There’s Trouble Ahead for Starbucks Corporation (SBUX) Stock

Starbucks Corporation (Nasdaq: SBUX) reported a decline in customer spending growth in the most recent quarter, a trend that could make it difficult for the company to live up to expectations over the next couple of years.

While Starbucks will continue to benefit from digital enhancements, expanded menu offerings and personalized marketing, the stock’s upside may be limited until the company can get its customers opening their wallets a bit wider.

[See: 7 Stock Turnaround Champions.]

Starbucks reported that customer spending growth declined from 8 percent in fiscal 2017 to “mid-single digits” in the first quarter.

According to Wedbush analyst Nick Setyan, there’s no clear reason to expect Starbucks to report same-store sales numbers above consensus expectations given that slowing growth. Following Wedbush’s latest round of store checks, the firm estimates that Starbucks grew its U.S. same-store sales by about 1.8 percent in its fiscal second quarter, roughly in line with consensus expectations of 2 percent growth.

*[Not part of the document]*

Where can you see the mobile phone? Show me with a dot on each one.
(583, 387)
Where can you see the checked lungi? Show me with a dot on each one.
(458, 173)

Setyan says Starbucks has enough momentum to hit consensus expectations of 3 percent same-store sales growth in the second half of 2018, but the lack of growth catalysts will make it difficult for the company to live up to longer-term expectations. Wedbush is forecasting just 2.5 percent same-store sales growth in fiscal 2019. That estimate is below consensus expectations of 3.3 percent growth and the company’s guidance of 3 to 5 percent growth.

“We expect the absence of [fiscal year 2018] EPS headwinds, such as the sale of the Tazo business and the conversion of the Taiwan and Singapore operations to a licensed business model, to allow FY19 EPS growth to reach the current consensus expectation of 12 percent, or the low end of management’s 12 to 15 percent long-term EPS growth target,” Setyan says. “Nevertheless, we are increasingly cautious regarding the ability of Starbucks to achieve the low end of long-term guidance beyond FY19.”

While Setyan is skeptical Starbucks can hit its targets, Morningstar analyst R.J. Hottovy is not concerned about Starbucks’ lackluster U.S. traffic trends or its slowing growth.

[See: 10 Investing Themes to Remember for 2018.]

“While we appreciate investor concern about transaction trends, we believe ultimately these metrics will improve through new menu innovations developed at its premium locations, improved loyalty member acquisition and engagement techniques and simplified store operations/technologies,” Hottovy says.

Wedbush has a “neutral” rating and $56 price target for Starbucks. Morningstar has an “undervalued” rating and $68 fair value estimate for SBUX stock.